En esta época de calores sobrevenidos y cambios climáticos latentes a pesar de que algún que otro imbécil niegue la mayor, le vienen a uno a la memoria épocas pasadas muy vividas, y que de alguna manera son consecuencia de la que ahora gozamos o padecemos en función de nuestra mirada más crítica o más pasota sobre la ciudad en la que hemos nacido algunos, y que a otros por distintas circunstancias les ha tocado echar raíces por obligación o por pura seducción del entorno.

Y claro la memoria fotográfica de nuestra adolescencia –al menos de la mía- me lleva hasta una playa virgen de nuestra costa que junto con Valdelagrana y la Punta de los Saboneses nos permitía vivir y disfrutar de la naturaleza sin complejos, sin cortapisas y sin esos miedos que en ocasiones son tan necesarios para evitar desgracias irreparables.

Hablar hoy día de la ‘Playa de la Colorá’ para algunos es hablar de belleza salvaje, de aventuras inimaginables a través de pinos, retamas y árboles frutales que te incitaban a llenar tus hatillos para echar el día; es hablar de esperar la bajamar para recorrer la costa entre corrales de pesquerías y acantilados y llegar con tu pareja o tu pandilla al edén que el pueblo llano se podía permitir. El otro estaba más adelante, lejano, inaccesible, con valla incluida.

Y llegó la especulación.
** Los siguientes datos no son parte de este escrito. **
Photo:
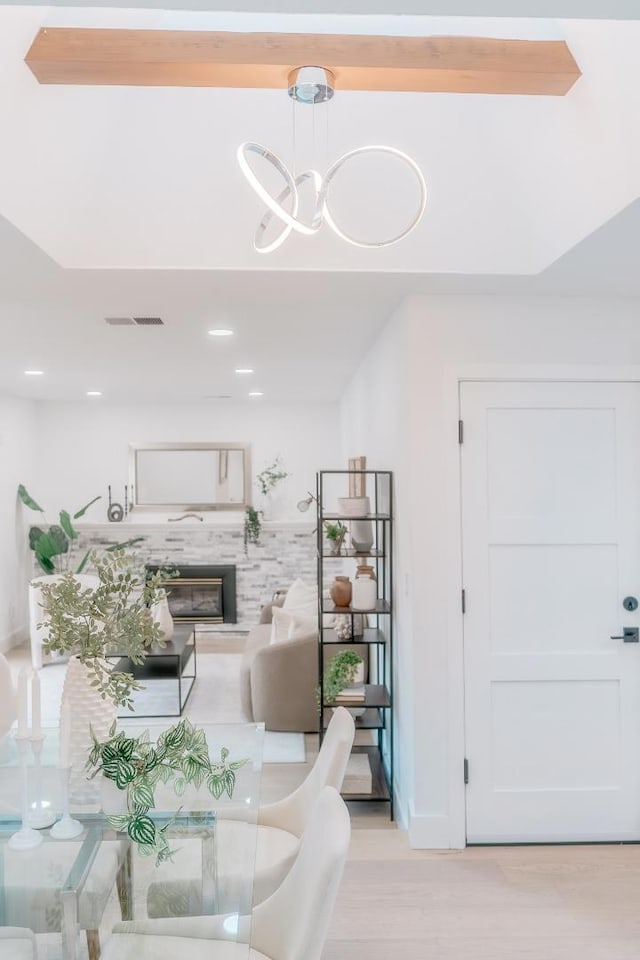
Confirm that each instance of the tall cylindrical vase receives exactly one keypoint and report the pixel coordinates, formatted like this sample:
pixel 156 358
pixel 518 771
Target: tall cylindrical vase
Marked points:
pixel 87 709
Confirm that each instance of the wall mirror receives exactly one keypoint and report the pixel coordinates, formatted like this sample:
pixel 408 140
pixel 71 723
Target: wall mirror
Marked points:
pixel 190 476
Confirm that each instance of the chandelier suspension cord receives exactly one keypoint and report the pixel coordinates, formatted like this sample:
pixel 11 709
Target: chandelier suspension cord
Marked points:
pixel 311 85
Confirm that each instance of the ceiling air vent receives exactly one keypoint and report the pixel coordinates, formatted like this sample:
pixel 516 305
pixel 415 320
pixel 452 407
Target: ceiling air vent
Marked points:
pixel 149 321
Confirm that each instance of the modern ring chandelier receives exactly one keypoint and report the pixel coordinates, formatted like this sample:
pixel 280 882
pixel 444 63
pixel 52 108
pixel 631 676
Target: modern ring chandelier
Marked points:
pixel 310 86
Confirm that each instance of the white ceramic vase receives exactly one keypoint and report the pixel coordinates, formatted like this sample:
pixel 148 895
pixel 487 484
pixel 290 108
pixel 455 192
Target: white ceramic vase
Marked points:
pixel 87 709
pixel 354 506
pixel 364 593
pixel 162 616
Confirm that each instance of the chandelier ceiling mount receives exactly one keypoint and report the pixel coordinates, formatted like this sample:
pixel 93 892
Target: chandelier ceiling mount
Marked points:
pixel 310 86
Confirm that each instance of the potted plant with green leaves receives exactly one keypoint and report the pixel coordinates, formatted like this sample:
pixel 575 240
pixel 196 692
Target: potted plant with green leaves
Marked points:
pixel 343 676
pixel 134 766
pixel 268 478
pixel 266 481
pixel 111 618
pixel 252 527
pixel 335 534
pixel 52 545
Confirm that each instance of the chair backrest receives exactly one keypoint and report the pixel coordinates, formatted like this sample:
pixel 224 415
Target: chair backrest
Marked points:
pixel 292 924
pixel 293 811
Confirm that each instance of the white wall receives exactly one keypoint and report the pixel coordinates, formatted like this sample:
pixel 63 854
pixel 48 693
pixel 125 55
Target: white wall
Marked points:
pixel 374 423
pixel 89 445
pixel 401 411
pixel 17 456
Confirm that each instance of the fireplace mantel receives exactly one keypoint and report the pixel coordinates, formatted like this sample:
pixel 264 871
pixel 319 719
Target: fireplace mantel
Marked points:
pixel 286 551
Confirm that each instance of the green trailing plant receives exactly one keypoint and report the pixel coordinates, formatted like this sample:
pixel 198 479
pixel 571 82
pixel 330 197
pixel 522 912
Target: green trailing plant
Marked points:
pixel 52 544
pixel 270 476
pixel 339 673
pixel 252 526
pixel 180 756
pixel 113 617
pixel 335 533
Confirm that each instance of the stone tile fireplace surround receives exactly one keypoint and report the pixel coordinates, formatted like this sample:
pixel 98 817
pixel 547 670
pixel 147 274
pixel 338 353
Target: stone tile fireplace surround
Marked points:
pixel 286 551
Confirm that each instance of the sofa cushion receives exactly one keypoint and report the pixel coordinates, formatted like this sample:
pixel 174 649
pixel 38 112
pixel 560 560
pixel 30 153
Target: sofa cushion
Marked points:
pixel 286 625
pixel 300 594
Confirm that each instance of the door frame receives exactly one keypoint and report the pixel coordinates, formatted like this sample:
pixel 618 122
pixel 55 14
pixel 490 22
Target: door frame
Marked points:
pixel 453 378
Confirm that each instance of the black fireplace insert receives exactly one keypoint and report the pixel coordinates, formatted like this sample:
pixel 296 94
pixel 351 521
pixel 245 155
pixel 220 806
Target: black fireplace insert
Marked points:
pixel 200 593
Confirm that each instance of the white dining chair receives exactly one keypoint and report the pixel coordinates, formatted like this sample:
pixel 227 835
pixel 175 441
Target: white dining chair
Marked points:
pixel 17 943
pixel 292 924
pixel 280 827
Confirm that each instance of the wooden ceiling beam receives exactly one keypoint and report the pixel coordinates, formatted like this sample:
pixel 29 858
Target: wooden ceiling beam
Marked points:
pixel 62 55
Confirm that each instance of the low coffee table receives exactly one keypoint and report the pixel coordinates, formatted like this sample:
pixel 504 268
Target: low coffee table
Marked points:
pixel 168 675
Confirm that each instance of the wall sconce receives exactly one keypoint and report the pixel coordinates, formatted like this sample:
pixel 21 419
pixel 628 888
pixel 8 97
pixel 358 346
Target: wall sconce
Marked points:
pixel 303 505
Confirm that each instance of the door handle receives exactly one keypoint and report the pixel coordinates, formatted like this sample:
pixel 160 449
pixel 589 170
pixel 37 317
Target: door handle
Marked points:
pixel 629 635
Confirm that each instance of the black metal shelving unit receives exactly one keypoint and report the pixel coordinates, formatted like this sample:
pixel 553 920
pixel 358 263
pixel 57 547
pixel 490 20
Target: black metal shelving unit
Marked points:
pixel 377 637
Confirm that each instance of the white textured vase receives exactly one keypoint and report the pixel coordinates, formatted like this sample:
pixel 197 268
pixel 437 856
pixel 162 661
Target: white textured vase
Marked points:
pixel 87 708
pixel 364 593
pixel 162 616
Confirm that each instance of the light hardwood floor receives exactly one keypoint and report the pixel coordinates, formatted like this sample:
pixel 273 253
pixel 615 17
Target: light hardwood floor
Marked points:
pixel 482 903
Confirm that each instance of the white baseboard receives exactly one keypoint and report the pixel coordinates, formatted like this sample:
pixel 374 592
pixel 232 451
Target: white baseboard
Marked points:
pixel 400 809
pixel 430 831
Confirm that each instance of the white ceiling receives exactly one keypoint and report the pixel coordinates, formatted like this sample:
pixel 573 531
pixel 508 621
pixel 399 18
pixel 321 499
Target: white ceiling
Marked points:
pixel 124 202
pixel 570 9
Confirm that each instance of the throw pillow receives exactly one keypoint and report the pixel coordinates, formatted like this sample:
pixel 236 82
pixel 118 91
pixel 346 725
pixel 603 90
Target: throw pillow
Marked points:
pixel 301 600
pixel 300 594
pixel 291 626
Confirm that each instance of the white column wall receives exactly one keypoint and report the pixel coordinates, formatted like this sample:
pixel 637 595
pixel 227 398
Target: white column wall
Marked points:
pixel 17 457
pixel 374 423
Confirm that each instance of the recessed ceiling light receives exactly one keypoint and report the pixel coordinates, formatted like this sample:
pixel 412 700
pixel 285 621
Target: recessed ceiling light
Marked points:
pixel 221 332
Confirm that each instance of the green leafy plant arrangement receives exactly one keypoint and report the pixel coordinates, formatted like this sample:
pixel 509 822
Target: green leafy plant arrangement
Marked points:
pixel 113 617
pixel 52 546
pixel 340 672
pixel 136 765
pixel 270 476
pixel 335 533
pixel 252 526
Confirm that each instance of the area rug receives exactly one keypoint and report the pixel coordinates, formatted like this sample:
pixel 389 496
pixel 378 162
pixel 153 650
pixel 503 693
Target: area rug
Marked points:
pixel 215 698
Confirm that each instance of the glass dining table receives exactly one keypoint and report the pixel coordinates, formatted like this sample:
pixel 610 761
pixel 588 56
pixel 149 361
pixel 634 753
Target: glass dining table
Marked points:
pixel 64 896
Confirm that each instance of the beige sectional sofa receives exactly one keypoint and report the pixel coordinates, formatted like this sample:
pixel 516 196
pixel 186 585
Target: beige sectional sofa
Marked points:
pixel 279 681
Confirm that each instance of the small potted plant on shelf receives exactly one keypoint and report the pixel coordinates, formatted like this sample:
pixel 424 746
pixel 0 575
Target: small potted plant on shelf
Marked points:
pixel 342 677
pixel 335 534
pixel 134 766
pixel 252 526
pixel 268 478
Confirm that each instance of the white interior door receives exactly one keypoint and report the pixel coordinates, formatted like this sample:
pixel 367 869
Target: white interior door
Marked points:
pixel 551 547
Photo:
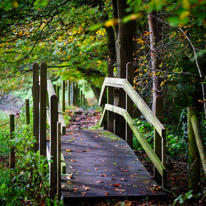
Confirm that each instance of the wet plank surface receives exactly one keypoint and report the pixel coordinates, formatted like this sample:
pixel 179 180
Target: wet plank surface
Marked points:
pixel 100 164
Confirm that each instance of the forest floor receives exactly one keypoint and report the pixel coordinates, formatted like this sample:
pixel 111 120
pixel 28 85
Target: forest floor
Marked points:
pixel 177 171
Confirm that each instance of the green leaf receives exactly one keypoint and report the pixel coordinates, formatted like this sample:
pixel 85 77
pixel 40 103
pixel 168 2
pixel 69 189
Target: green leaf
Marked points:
pixel 96 27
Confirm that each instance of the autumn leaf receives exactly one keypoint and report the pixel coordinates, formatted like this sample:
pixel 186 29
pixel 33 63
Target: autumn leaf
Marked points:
pixel 116 185
pixel 85 187
pixel 69 176
pixel 119 190
pixel 106 193
pixel 99 181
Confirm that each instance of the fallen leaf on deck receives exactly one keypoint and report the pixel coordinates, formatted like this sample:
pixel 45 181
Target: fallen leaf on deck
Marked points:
pixel 99 181
pixel 75 189
pixel 119 190
pixel 116 185
pixel 85 187
pixel 83 194
pixel 69 177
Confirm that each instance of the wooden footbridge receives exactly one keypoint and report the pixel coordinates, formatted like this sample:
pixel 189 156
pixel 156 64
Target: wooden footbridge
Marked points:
pixel 98 163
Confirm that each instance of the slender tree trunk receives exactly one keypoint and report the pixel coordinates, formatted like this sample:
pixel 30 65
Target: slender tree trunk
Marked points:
pixel 124 54
pixel 155 38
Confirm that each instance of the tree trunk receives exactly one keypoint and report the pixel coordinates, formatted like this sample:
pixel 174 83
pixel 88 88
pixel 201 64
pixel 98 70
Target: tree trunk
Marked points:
pixel 124 54
pixel 155 38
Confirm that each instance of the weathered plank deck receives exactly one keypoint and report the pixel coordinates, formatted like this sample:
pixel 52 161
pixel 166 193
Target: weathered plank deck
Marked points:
pixel 101 164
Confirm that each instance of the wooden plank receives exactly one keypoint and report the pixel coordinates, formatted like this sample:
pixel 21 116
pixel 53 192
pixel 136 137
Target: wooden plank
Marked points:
pixel 193 155
pixel 53 145
pixel 43 100
pixel 63 95
pixel 129 103
pixel 100 164
pixel 58 160
pixel 111 82
pixel 12 148
pixel 27 111
pixel 110 115
pixel 145 110
pixel 142 106
pixel 156 161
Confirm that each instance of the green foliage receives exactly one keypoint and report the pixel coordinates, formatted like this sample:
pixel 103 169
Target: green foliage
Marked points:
pixel 146 129
pixel 184 199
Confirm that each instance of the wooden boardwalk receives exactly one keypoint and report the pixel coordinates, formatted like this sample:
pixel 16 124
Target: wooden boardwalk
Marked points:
pixel 101 165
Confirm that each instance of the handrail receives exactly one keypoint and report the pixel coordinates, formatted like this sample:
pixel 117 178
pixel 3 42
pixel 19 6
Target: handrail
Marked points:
pixel 142 106
pixel 157 156
pixel 51 92
pixel 150 152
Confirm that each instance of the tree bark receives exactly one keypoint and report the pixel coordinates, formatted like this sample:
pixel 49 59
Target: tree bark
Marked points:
pixel 124 54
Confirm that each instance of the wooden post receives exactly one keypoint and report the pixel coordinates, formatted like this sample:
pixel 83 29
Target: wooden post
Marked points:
pixel 12 149
pixel 129 104
pixel 27 112
pixel 63 96
pixel 72 93
pixel 53 145
pixel 58 160
pixel 110 115
pixel 69 93
pixel 57 93
pixel 36 102
pixel 55 88
pixel 193 155
pixel 199 141
pixel 81 98
pixel 43 93
pixel 158 146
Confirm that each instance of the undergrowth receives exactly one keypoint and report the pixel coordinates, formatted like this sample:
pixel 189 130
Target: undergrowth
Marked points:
pixel 28 182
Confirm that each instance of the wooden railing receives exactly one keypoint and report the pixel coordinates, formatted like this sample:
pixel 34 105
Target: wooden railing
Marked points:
pixel 196 148
pixel 46 109
pixel 158 157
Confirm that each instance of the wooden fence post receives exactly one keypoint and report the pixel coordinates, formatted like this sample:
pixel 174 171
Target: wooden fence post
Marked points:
pixel 55 88
pixel 110 115
pixel 199 141
pixel 36 103
pixel 58 160
pixel 193 155
pixel 69 93
pixel 12 149
pixel 129 104
pixel 53 145
pixel 27 112
pixel 159 142
pixel 43 97
pixel 63 96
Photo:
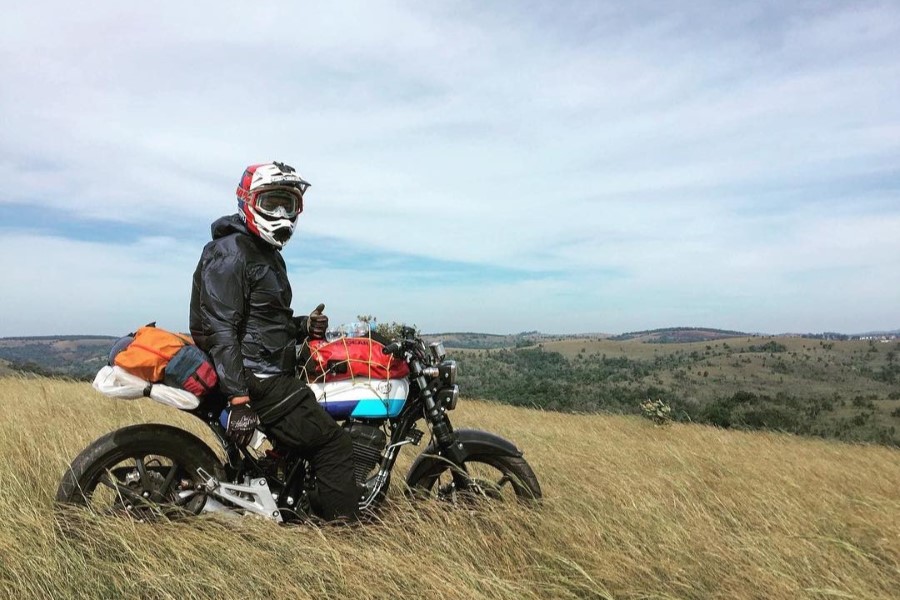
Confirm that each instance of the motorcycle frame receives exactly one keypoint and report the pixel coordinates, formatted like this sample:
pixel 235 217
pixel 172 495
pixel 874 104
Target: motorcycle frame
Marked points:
pixel 420 403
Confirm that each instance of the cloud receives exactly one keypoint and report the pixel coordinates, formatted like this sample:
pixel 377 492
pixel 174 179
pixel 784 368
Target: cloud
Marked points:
pixel 614 164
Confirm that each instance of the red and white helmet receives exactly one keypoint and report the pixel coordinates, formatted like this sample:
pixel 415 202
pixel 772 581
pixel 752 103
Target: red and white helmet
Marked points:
pixel 270 198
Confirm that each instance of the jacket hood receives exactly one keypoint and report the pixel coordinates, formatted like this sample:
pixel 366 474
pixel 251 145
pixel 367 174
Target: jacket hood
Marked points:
pixel 227 225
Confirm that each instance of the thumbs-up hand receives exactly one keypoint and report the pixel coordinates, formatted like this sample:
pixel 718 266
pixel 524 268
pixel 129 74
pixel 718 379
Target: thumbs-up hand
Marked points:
pixel 317 324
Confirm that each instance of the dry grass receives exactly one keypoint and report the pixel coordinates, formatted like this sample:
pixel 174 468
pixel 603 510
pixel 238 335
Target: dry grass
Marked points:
pixel 631 511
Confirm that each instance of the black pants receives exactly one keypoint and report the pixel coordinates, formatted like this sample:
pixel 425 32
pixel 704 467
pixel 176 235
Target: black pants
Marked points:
pixel 288 410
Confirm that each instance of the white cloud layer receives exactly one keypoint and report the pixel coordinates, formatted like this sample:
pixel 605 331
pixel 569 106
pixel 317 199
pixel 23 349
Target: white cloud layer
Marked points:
pixel 628 165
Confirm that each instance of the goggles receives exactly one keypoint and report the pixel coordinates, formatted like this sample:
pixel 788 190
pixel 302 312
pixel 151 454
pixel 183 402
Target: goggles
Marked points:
pixel 280 203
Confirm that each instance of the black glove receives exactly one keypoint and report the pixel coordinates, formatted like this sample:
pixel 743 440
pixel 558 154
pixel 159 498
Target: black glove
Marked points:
pixel 317 323
pixel 240 422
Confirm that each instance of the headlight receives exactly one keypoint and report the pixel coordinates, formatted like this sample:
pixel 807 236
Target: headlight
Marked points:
pixel 448 397
pixel 437 350
pixel 447 372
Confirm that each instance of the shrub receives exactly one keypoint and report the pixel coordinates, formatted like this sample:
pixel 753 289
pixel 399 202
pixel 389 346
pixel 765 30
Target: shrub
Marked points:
pixel 657 411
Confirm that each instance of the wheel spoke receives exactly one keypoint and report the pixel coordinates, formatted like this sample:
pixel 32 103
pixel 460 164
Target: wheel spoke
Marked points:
pixel 142 469
pixel 167 483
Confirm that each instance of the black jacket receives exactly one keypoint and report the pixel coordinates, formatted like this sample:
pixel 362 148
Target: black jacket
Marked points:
pixel 241 307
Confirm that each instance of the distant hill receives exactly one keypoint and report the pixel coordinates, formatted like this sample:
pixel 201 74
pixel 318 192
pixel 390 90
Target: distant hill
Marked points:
pixel 79 357
pixel 679 335
pixel 489 341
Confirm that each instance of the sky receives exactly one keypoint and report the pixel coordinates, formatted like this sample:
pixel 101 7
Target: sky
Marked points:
pixel 476 166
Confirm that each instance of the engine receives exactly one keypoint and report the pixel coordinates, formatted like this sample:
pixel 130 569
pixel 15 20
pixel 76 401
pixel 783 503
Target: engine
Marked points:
pixel 368 444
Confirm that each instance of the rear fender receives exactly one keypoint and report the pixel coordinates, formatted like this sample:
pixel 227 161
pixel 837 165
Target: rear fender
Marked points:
pixel 472 442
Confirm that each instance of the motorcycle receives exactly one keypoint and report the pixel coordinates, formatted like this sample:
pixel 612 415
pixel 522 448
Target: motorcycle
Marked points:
pixel 153 469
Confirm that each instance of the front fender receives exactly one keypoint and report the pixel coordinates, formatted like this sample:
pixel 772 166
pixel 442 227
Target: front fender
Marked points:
pixel 473 441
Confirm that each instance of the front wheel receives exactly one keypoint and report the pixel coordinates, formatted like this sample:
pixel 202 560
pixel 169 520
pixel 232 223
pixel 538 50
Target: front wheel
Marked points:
pixel 493 477
pixel 143 471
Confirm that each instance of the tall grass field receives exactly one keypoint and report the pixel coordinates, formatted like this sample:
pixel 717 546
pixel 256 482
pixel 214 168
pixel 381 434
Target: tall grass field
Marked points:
pixel 631 510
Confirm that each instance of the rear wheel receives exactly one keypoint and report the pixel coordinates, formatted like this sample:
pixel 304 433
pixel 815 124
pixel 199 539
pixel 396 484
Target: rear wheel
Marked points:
pixel 481 477
pixel 143 471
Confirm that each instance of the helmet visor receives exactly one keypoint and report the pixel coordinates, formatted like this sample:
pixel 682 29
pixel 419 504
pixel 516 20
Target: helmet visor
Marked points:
pixel 280 203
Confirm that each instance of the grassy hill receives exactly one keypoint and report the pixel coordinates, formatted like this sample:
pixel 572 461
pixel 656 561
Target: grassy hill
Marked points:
pixel 631 511
pixel 848 389
pixel 845 389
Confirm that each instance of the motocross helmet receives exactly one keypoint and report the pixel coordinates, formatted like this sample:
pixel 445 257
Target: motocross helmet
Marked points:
pixel 270 199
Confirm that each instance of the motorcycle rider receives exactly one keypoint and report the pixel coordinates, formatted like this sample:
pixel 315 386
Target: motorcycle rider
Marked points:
pixel 241 316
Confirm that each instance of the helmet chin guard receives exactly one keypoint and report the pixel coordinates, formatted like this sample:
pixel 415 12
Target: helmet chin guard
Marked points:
pixel 281 189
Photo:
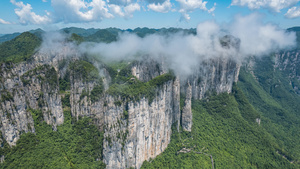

Año 1984. Con el eslogan 'Un puerto deportivo para todos', en el que se hacía hincapié en el hecho de que su “rentabilidad económica estaba basada fundamentalmente en la socialización del deporte, mediante la cual, por un precio módico, todos tendrían posibilidad de disfrutar de las instalaciones”, se ‘engañó’ a propios y extraños; se perdieron ochocientos metros de costa; se construyó una carretera de acceso atravesando un pinar de alto valor ecológico, y después de 35 años el bodrio sigue aún sin consumarse. De los más de mil puestos de trabajo prometidos mejor ni hablar. Cabe resaltar la frase que quedó plasmada como epitafio en la lápida del hipogeo de 'La Colorá': “Puerto Sherry se hace aunque a mí me cueste el sillón de la alcaldía”. Y así ocurrió.